Null hypothesis - The species richness data obtained by Richard cogger does not significantly relate to the frogid data of species richness
Alternative hypothesis - Both species richness data obtained by Richard cogger and frogid are significantly related and predict eachother
Code for Question 3 - To answer this question we will need to compare the species richness from the two separate datasets under one dataset and determine whether there is a significant difference or not. Therefore it is again appropriate to use a linear regression model to quantify the relationship between these two variables.
Preparation for linear regression
# Read both data tables into the notebook
Frog_richness <- read.csv(file = "frogid_richness_per_grid.csv", header = TRUE)
Cogger_richness <- read.csv(file = "cogger_richness_per_grid.csv", header = TRUE)
# We will need to combine both of the datasets into a singular dataset in order to proceed with a linear regression test.
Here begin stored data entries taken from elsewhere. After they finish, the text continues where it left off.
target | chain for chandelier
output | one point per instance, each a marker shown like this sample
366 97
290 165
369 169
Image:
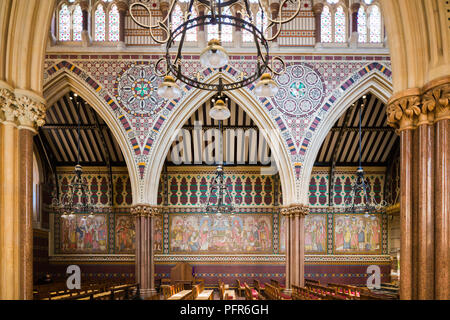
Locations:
361 188
219 200
214 56
77 198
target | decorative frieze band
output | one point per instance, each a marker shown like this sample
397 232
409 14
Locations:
146 210
296 209
415 107
22 110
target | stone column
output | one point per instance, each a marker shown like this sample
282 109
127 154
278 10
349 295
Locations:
422 122
274 9
20 116
122 6
295 246
144 262
86 37
354 24
436 98
317 9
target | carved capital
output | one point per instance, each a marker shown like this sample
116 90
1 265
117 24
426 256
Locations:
294 210
317 9
146 210
84 5
8 106
355 7
122 5
31 114
402 113
436 100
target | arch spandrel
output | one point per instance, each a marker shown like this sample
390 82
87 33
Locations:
373 83
184 110
64 82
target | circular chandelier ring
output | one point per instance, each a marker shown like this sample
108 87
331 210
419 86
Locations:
173 65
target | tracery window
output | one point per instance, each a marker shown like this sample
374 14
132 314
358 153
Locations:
260 22
375 24
176 19
106 21
362 25
227 30
334 22
326 27
100 24
339 25
369 23
114 26
70 22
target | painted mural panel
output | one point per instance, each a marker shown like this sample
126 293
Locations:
354 233
316 233
283 230
84 235
157 234
203 234
125 233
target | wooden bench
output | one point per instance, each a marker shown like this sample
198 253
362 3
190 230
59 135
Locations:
199 292
250 294
274 293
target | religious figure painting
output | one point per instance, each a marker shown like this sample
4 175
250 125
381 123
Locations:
354 233
316 233
157 234
283 234
226 234
125 234
84 235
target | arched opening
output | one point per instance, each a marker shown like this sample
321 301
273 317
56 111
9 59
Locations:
187 232
373 235
74 133
186 108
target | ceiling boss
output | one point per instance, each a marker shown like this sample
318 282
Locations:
215 56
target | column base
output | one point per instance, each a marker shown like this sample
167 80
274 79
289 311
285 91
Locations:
147 293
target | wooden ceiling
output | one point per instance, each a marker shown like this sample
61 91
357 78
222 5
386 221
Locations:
379 140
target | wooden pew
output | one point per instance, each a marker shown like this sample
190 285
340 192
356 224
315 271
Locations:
240 288
303 293
199 292
274 293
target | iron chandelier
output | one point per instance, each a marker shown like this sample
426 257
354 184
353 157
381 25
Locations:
361 188
214 55
77 199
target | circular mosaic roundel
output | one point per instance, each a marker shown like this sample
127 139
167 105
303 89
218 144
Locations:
301 91
136 90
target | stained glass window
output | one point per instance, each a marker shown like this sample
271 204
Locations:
100 32
114 25
362 25
326 25
375 24
191 34
177 19
339 25
227 30
77 23
247 36
261 21
64 23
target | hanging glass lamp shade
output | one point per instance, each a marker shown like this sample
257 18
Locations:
168 89
219 111
214 55
266 87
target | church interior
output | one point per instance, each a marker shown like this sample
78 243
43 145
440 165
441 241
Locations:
224 149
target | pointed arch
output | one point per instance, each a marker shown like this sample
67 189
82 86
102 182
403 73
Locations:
67 81
374 83
187 107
The merge function will suffice for this
Combined_data <- merge(Cogger_richness, Frog_richness, by = "grid_id", all.x = TRUE, all.y = TRUE)
Check assumptions of the linear regression test
# Check the assumptions of linearity of y ~ x data with scatterplot
ggplot(Combined_data, aes(Species_richness_frogid, Species_richness_hal)) + geom_point() + geom_smooth(method="lm")
# Use log transformation of Species_richness_hal to create a stronger linear model
Combined_data["Hal_richness_log"] <- log(Combined_data$Species_richness_hal)
# ScatterPlot of log transformed cogger richness data vs non-transformed frogid richness data
ggplot(Combined_data, aes(Species_richness_frogid, Hal_richness_log)) + geom_point() + geom_smooth(method="lm")
# Normal distribution about the regression line
Combined_data.lm <- lm(Hal_richness_log ~ Species_richness_frogid, data = Combined_data)
plot(Combined_data.lm, caption = ("Residuals vs Fitted"))
Linearity is maintained as the red line is level. There is a decreasing trend in the residual points indicating that error variance decreases with the independent variable.
Normality is maintained in this plot, which is further proven by the boxplot and histogram below
# Histogram and boxplot to check normality graphically
hist(residuals(Combined_data.lm))
boxplot(residuals(Combined_data.lm))
R statistical output of scatterplot
# Obtain t and p values
summary(Combined_data.lm)
Results Through linear regression testing of the FrogId and Cogger datasets we have obtained the following output[F(1, 574) = 265.8, p = <2e-16] to find a relationship between the species recorded by both dataset. We have used the linear regression test to test for a relationship between both samples. If there is a relationship between the two samples then it becomes possible to predict the outcome of one sample with data from the other one. The p value output that we obtained disproves the null hypothesis of no relationship between the two richness datasets, and therefore it is possible to predict the outcome of past datasets (such as cogger_richness) using the frogid dataset.